After the Walt Whitman High School boys basketball team squeaked out an overtime win Saturday in the Class 4A West region title game, fans didn’t have to go far to see the school’s girls’ team accomplish the same feat.
Just a few hours later, the girls team had comfortably won its region title game on the same court at Montgomery Blair High School in Silver Spring, setting up a rarity in Montgomery County high school hoops—the boys and girls teams from the same school making the state semifinals in the same year.
“It is awesome,” said Whitman Principal Alan Goodwin, who like many Vikings’ supporters will have a busy Thursday.
The girls semifinal game against North Point High School is at 5 p.m. Thursday at Towson University. The boys semifinal game against defending Class 4A state champ Meade High School is set for 9 p.m. Thursday at the Xfinity Center at the University of Maryland.
“The boys and girls work extremely hard,” said girls coach Peter Kenah, who will be making his fourth appearance in the state semifinals.
There’s camaraderie between players on both teams and some have long been friends, Kenah said. Some even played together on a co-ed youth team in elementary school.
Boys’ coach Chris Lun will be making his third state finals appearance, and his second in three years. “We’re great friends, Chris and I. There are never any problems with us stepping on the other’s turf or anything like that,” Kenah said.
Lun said the pair traveled together to a state tournament media availability Tuesday at Towson University. “I think it’s a real good thing for the Whitman community to have two successful basketball programs,” he said.
Kenah and Lun have had sustained success at Whitman, building what have become two of the most consistent basketball programs in the county.
Lun’s 2006 team won the state title with a 39-38 upset of perennial Prince George’s County power Eleanor Roosevelt High School, what longtime Washington Post high school sports writer Josh Barr called “one of the biggest upsets in Maryland tournament history.” Kenah is still looking for his first state title.
This year’s boys and girls teams took very different paths to the state semifinals.
The girls team (22-3) returned key players from last year’s state semifinal run, including Abby Meyers, the star junior guard getting recruiting attention from major programs in the Big Ten and ACC. Many expected the team to return to Towson’s SECU Arena as the repeat Class 4A West region champions.
Kenah said players took photos of the arena’s court after last year’s semifinal loss to Eleanor Roosevelt to use as motivation for a return trip. It was the team’s first and only loss of last season.
This season, Kenah added tougher private school competition to the team’s early season schedule, including nationally ranked Neumann-Goretti out of Philadelphia, and Whitman suffered three losses.
“We lost those games but it exposed some of our weaknesses and we only got better,” Kenah said.
Three other players—senior guard Marie Hatch, heading to Cornell next fall, senior forward Betsy Knox (Middlebury College) and senior guard Hannah Niles (Loyola of Maryland)—are set to play college basketball, giving Kenah perhaps his most talented group ever that, for the most part, dominated other Montgomery County teams.

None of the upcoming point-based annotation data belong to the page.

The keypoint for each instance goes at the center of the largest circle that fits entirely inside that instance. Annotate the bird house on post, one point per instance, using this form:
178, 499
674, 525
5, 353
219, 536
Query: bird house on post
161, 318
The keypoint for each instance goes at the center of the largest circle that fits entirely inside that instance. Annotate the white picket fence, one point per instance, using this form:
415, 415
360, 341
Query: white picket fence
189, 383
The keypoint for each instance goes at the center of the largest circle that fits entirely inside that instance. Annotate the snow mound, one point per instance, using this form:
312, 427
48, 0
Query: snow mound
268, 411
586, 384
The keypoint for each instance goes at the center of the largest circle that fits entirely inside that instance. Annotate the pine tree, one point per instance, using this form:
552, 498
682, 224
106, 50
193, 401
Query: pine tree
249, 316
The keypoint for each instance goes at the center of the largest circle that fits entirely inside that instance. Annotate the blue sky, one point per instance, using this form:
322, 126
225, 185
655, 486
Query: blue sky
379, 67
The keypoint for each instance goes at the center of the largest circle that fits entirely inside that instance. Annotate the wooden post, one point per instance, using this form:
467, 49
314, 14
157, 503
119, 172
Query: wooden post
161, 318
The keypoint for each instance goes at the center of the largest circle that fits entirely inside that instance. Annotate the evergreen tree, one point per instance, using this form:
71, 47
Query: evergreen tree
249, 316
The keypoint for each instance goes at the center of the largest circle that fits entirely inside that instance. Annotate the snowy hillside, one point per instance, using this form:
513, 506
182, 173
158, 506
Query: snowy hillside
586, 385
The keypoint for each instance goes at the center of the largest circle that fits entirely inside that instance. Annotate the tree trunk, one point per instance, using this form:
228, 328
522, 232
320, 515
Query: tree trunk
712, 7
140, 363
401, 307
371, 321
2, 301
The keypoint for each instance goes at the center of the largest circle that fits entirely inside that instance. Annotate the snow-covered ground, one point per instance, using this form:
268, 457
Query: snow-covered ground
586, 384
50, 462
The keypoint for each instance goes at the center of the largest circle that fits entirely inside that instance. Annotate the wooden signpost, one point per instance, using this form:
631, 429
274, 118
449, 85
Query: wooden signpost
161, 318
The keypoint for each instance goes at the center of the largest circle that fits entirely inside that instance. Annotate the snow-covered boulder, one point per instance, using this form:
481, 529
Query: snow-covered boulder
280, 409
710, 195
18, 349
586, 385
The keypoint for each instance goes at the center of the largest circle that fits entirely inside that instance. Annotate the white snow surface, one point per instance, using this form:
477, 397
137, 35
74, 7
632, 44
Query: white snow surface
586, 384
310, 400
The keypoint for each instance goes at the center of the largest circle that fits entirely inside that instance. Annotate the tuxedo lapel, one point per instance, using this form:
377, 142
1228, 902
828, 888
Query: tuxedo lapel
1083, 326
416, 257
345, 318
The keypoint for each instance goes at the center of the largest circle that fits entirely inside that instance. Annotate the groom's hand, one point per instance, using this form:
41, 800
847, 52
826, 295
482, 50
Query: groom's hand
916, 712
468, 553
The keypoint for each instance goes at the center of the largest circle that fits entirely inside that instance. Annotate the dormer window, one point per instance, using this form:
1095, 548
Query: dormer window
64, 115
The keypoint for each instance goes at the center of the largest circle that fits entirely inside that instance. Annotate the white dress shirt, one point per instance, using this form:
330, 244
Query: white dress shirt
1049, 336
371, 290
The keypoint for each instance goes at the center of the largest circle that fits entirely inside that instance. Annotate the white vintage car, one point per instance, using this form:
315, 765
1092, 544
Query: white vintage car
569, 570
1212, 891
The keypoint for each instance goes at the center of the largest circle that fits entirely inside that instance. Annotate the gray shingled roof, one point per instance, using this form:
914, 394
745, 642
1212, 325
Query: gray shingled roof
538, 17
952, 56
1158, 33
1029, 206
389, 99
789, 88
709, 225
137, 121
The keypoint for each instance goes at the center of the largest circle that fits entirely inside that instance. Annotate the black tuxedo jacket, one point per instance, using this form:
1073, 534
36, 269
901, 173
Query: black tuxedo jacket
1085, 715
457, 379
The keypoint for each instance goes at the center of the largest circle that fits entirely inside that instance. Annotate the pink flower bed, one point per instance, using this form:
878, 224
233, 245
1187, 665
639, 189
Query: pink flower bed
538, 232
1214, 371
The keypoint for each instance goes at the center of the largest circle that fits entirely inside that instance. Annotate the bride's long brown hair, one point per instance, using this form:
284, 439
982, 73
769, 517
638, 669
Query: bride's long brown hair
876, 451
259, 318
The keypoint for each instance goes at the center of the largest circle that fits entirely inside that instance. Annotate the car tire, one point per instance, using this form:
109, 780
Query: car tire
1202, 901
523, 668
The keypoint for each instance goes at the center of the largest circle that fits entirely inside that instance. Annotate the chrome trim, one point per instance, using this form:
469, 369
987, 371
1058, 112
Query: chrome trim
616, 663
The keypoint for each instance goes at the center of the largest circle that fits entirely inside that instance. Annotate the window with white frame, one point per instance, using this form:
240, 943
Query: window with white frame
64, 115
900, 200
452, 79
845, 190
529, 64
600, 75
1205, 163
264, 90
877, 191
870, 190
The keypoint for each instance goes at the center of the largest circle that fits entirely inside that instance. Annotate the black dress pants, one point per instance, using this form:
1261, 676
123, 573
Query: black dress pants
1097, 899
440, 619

The boys team (17-9) experienced a bit more uncertainty, including three straight losses to Churchill, Richard Montgomery and Wootton in January.
But the team also has a star, senior guard Shaq Diboti-Lobe, who transferred from Churchill before his junior year and who averaged more than 20 points a game this season. He had 29 points in Whitman’s overtime win Saturday against Clarksburg despite playing much of the game with foul trouble.
“I’m not trying to be cocky, but when you have Shaq and when you have Abby, you have the best player on the court 90 percent of the time,” Kenah said.
Lun said the rest of his players, including second-leading scorer Max Oppenheim, have taken to their roles and the team eventually embraced his program’s emphasis on team defense and ball movement.
“We’ve always stressed ball movement and shot selection and it’s taken this group a little bit of time to get used to that,” Lun said. “But now that we’re comfortable, we’re starting to see a difference.”
Goodwin hopes the teams keep him busy into the weekend, when the semifinal winners meet in the state championship games.